With all of the buzz surrounding meaningful use in health care these days, you’d be forgiven for thinking that something truly revolutionary—and meaningful—is transforming the quality of care that patients receive.
Meaningful use refers to a set of provisions tucked away in the American Recovery and Reinvestment Act, passed into law in 2009. Distinct from Obamacare, it mandates that physicians use electronic health records in specific ways to benefit patients, and provides financial incentives to physicians who document their adherence; over time, these incentives will transform into financial penalties for those who do not comply. Although the meaningful-use requirements are sensible and appropriate for many physician-patient encounters, this is certainly not always true, in which case the time spent on them is essentially wasted.
Other documentation requirements mandated by third-party payors pertaining to the content of the physician-patient encounter—and without which doctors are not paid appropriately—consume valuable time that would otherwise be spent in conversation with patients about what ails them and how best to remedy it. And all of this occurs as falling reimbursements result in growing pressure on doctors to see more patients in less time.
With work-duty hours capped at 80 hours a week, that comes out to fewer than 10 hours a week, or fewer than two hours per weekday spent with patients.
This is a big problem. We know that better communication between physicians and patients leads to higher rates of medical adherence, fewer resources wasted on unnecessary testing and procedures, increased use of preventive medicine, reduced bounce-back admissions to the hospital after discharge, and increased patient and physician satisfaction.
A number of recent studies illustrate the scope of this problem. One published half a year ago in Graduate Medical Education surveyed 1,515 trainees in 24 different specialties and found that 90 percent felt that their documentation requirements reduced the time they spent with patients, and that 73 percent believed that this had a negative effect on patient care.
Time-wise, what does this mean? A study published last year in The Journal of General Internal Medicine examining time distribution of interns in two different internal medicine programs found that just 12 percent of their time was spent in direct patient care, versus 40 percent in front of their computers.
With work-duty hours capped at 80 hours a week, that comes out to fewer than 10 hours a week, or fewer than two hours per weekday spent with patients. And in case it’s not clear how this directly compromises patient care, consider the findings of a 2011 study published in The Permanente Journal, in which first- and second-year internal medicine residents were observed in their encounters with patients newly admitted to the hospital. In almost two-thirds of these encounters, the residents spent fewer than seven minutes taking a medical history; almost three-quarters of the patients were not asked about diseases in their families.
What can be done to change the course of a health-care system so focused on process measures and “efficiency” that often seem to come at the expense of the quality of care patients receive? For one, physicians and patients need to speak up and point out the fallacy of pursuing the short-term financial goals that are obtained by pressuring doctors to see more patients in less time and which come at the expense of better medium- and long-term health outcomes. Both groups need to make the case that enabling good physician-patient relationships to flourish is no different than how investing in infrastructure such as transportation and communication is vital to other sectors of the economy.
Second, there needs to be pushback against the external meddling in how physicians manage their encounters with their patients. Face time with patients is what enables physicians to draw upon and dispense their most valuable resource, one which only they possess: the knowledge and experience based upon years of study and work. Having doctors squander their time completing multiple checklists that someone else has determined are necessary and which could well be done by others is a huge waste, and leads directly to worse outcomes.

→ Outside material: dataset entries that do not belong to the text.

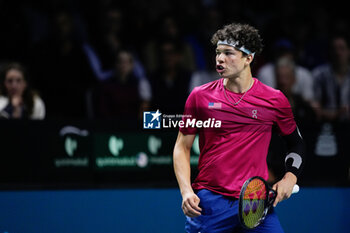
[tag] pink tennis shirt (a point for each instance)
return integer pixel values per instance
(237, 150)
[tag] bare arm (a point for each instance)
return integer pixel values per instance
(182, 168)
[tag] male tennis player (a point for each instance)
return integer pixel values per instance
(248, 110)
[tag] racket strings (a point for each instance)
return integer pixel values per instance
(254, 203)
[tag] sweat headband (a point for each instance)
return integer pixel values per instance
(234, 44)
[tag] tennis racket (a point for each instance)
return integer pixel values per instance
(255, 200)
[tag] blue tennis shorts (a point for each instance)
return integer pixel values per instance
(220, 214)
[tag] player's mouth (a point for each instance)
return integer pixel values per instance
(220, 69)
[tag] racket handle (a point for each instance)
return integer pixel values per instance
(295, 189)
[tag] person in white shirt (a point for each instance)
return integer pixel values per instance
(17, 99)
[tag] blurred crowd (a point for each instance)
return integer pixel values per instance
(112, 59)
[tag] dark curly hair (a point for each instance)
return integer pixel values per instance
(244, 34)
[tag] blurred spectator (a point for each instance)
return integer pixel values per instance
(285, 79)
(18, 100)
(62, 68)
(200, 77)
(170, 82)
(332, 82)
(125, 95)
(303, 84)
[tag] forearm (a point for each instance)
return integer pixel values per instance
(182, 168)
(295, 158)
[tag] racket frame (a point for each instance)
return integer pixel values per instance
(269, 200)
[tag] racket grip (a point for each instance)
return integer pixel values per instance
(295, 189)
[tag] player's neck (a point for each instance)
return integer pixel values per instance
(239, 84)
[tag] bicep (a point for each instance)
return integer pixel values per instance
(184, 141)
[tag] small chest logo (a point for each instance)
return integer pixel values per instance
(254, 114)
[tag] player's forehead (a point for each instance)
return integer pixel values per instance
(222, 47)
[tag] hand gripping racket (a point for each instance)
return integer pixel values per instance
(255, 200)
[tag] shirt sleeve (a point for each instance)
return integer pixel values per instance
(284, 115)
(190, 112)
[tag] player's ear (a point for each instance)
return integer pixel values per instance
(249, 58)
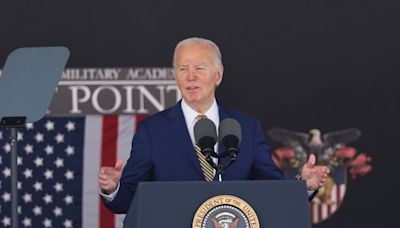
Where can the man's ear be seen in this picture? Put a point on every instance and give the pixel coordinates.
(220, 72)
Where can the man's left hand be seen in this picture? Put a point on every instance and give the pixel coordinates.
(314, 175)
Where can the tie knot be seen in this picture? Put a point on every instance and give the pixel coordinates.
(200, 117)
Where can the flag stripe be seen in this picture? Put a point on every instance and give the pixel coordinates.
(108, 158)
(125, 133)
(92, 145)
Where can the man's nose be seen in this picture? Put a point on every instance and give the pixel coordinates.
(192, 74)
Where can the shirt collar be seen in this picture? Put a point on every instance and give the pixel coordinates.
(190, 114)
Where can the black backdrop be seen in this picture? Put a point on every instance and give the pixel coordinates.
(290, 63)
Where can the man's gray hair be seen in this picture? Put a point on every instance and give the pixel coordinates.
(198, 40)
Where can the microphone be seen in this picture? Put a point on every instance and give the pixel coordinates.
(230, 135)
(205, 134)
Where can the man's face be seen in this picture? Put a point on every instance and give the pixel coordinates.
(196, 74)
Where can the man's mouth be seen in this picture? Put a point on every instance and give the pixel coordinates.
(192, 88)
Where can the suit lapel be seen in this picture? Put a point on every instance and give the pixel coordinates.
(180, 131)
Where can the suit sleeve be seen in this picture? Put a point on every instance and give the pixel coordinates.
(264, 167)
(138, 168)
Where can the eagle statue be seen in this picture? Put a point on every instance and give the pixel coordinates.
(324, 147)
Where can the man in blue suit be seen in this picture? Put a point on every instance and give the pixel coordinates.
(163, 145)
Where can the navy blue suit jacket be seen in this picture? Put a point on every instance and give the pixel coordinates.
(163, 151)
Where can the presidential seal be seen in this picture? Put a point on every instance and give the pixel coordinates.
(225, 211)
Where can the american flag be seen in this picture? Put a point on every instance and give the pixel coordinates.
(58, 162)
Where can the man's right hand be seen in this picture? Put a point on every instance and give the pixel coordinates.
(110, 176)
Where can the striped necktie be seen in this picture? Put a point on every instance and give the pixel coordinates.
(205, 166)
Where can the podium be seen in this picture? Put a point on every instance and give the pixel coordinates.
(276, 204)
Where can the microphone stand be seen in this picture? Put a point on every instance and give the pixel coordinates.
(220, 168)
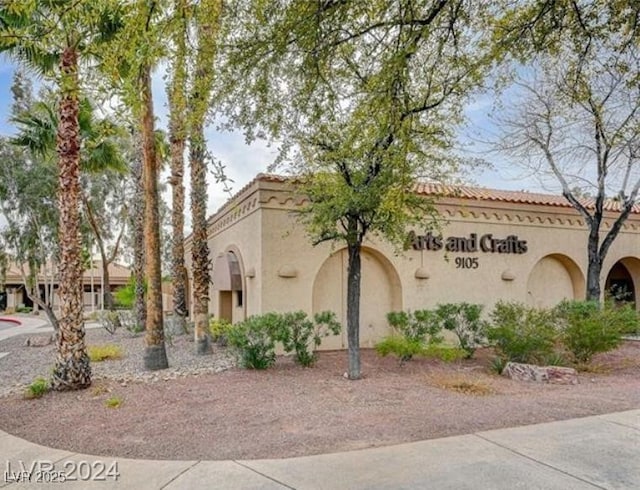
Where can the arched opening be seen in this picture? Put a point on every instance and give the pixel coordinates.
(380, 293)
(554, 277)
(620, 285)
(228, 281)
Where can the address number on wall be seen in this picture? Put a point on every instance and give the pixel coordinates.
(467, 263)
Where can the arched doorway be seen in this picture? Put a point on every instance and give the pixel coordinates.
(620, 284)
(380, 293)
(228, 281)
(554, 277)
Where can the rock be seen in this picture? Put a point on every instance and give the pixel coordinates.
(540, 374)
(38, 341)
(561, 375)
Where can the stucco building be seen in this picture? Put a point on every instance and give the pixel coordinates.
(493, 245)
(47, 280)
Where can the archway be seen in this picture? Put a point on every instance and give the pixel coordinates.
(229, 283)
(381, 292)
(620, 284)
(554, 277)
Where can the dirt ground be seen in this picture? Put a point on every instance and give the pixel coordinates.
(292, 411)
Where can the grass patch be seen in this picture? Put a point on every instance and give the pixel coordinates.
(113, 402)
(106, 352)
(461, 384)
(37, 389)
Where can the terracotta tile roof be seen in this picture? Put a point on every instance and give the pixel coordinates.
(451, 191)
(517, 197)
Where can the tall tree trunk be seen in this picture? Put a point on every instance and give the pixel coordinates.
(207, 19)
(72, 369)
(137, 217)
(177, 135)
(594, 266)
(107, 297)
(155, 355)
(353, 310)
(200, 248)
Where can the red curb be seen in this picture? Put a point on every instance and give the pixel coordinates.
(10, 320)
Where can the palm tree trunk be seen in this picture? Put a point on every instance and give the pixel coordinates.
(353, 310)
(177, 111)
(207, 25)
(137, 217)
(200, 247)
(72, 370)
(155, 355)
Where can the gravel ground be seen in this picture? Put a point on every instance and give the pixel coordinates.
(292, 411)
(24, 364)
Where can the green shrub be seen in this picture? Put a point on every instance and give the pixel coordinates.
(445, 353)
(497, 365)
(588, 328)
(422, 325)
(125, 296)
(401, 347)
(414, 332)
(254, 340)
(23, 309)
(303, 336)
(37, 389)
(464, 320)
(110, 321)
(218, 329)
(99, 353)
(406, 349)
(521, 333)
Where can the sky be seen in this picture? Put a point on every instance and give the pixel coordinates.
(244, 161)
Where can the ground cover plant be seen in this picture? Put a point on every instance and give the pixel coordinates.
(255, 339)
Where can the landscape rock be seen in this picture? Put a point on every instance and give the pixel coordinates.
(541, 374)
(38, 341)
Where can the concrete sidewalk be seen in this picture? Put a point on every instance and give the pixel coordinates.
(600, 452)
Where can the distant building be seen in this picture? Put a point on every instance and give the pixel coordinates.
(47, 280)
(495, 245)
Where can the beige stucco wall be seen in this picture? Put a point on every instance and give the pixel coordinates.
(290, 274)
(236, 229)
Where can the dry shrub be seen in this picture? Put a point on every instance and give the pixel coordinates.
(461, 383)
(99, 353)
(99, 389)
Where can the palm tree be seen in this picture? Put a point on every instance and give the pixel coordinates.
(137, 49)
(53, 37)
(100, 158)
(177, 137)
(207, 18)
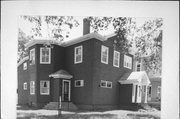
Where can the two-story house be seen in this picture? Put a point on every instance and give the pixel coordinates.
(87, 71)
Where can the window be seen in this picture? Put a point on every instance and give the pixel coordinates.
(79, 83)
(127, 61)
(32, 56)
(149, 90)
(32, 87)
(104, 54)
(78, 54)
(106, 84)
(25, 66)
(45, 55)
(44, 87)
(116, 59)
(25, 86)
(159, 92)
(138, 66)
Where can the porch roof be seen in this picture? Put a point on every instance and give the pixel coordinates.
(135, 78)
(61, 74)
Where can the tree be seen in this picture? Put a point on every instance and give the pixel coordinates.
(53, 27)
(149, 44)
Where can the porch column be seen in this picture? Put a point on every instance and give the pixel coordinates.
(146, 95)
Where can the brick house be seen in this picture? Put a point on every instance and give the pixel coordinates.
(87, 71)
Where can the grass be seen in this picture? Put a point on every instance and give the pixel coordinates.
(70, 116)
(24, 112)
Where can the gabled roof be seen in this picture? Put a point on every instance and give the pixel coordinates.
(61, 74)
(23, 60)
(42, 41)
(136, 78)
(84, 38)
(69, 42)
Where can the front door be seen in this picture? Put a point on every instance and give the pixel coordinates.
(66, 90)
(143, 100)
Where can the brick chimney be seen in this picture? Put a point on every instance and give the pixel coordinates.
(86, 26)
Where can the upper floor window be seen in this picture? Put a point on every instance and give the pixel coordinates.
(32, 56)
(44, 87)
(79, 83)
(127, 61)
(159, 92)
(104, 54)
(32, 87)
(45, 55)
(106, 84)
(78, 51)
(116, 59)
(25, 66)
(25, 86)
(138, 66)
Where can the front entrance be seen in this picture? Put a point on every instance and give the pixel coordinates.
(66, 90)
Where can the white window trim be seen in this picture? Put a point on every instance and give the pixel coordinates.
(30, 58)
(125, 58)
(137, 62)
(114, 58)
(106, 48)
(25, 86)
(81, 47)
(25, 66)
(32, 90)
(81, 83)
(69, 96)
(106, 82)
(48, 85)
(41, 62)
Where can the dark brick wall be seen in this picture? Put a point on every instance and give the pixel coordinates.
(32, 69)
(106, 72)
(22, 78)
(81, 71)
(43, 71)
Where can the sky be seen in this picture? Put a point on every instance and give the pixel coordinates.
(26, 27)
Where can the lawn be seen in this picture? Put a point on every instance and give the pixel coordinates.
(25, 113)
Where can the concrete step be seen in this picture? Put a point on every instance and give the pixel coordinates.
(68, 106)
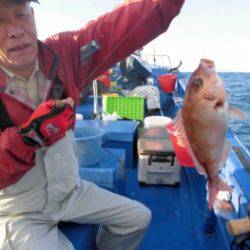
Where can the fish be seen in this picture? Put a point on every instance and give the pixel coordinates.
(202, 124)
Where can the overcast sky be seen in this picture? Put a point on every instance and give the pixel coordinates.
(215, 29)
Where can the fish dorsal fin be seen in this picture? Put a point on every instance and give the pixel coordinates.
(182, 136)
(225, 154)
(236, 114)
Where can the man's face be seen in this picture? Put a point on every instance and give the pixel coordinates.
(18, 36)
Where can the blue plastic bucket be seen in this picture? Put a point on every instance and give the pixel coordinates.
(88, 142)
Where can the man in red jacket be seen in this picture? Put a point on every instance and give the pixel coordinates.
(39, 84)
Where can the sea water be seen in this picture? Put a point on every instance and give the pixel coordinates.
(238, 88)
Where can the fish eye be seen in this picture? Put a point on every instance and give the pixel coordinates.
(198, 81)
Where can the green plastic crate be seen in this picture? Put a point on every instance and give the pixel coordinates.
(129, 107)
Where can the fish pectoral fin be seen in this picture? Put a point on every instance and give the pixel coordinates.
(225, 154)
(213, 190)
(182, 136)
(236, 114)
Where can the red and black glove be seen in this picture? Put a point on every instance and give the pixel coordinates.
(48, 123)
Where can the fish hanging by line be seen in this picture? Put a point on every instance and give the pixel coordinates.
(202, 124)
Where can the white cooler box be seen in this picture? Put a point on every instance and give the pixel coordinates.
(156, 158)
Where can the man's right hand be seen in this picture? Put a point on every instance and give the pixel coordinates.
(49, 122)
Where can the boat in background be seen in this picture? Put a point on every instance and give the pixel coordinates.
(180, 215)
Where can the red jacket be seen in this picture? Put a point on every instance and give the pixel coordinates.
(120, 32)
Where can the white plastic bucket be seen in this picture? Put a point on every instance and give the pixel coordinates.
(156, 121)
(88, 142)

In their recent book The Doctor Crisis: How Physicians Can, and Must, Lead the Way to Better Health Care, Charles Kenney and Jack Cochran make the case for physicians to assume a more active role in leading the medical system. However, this is not enough. Patients, advocacy groups, and others who interface frequently with the health-care system need to make their voices heard as well. Until this occurs, physician dissatisfaction and burnout will continue to grow; so too will the waste and unnecessary spending within our health-care system. And health outcomes in the United States will continue to be substandard relative to that of other developed countries.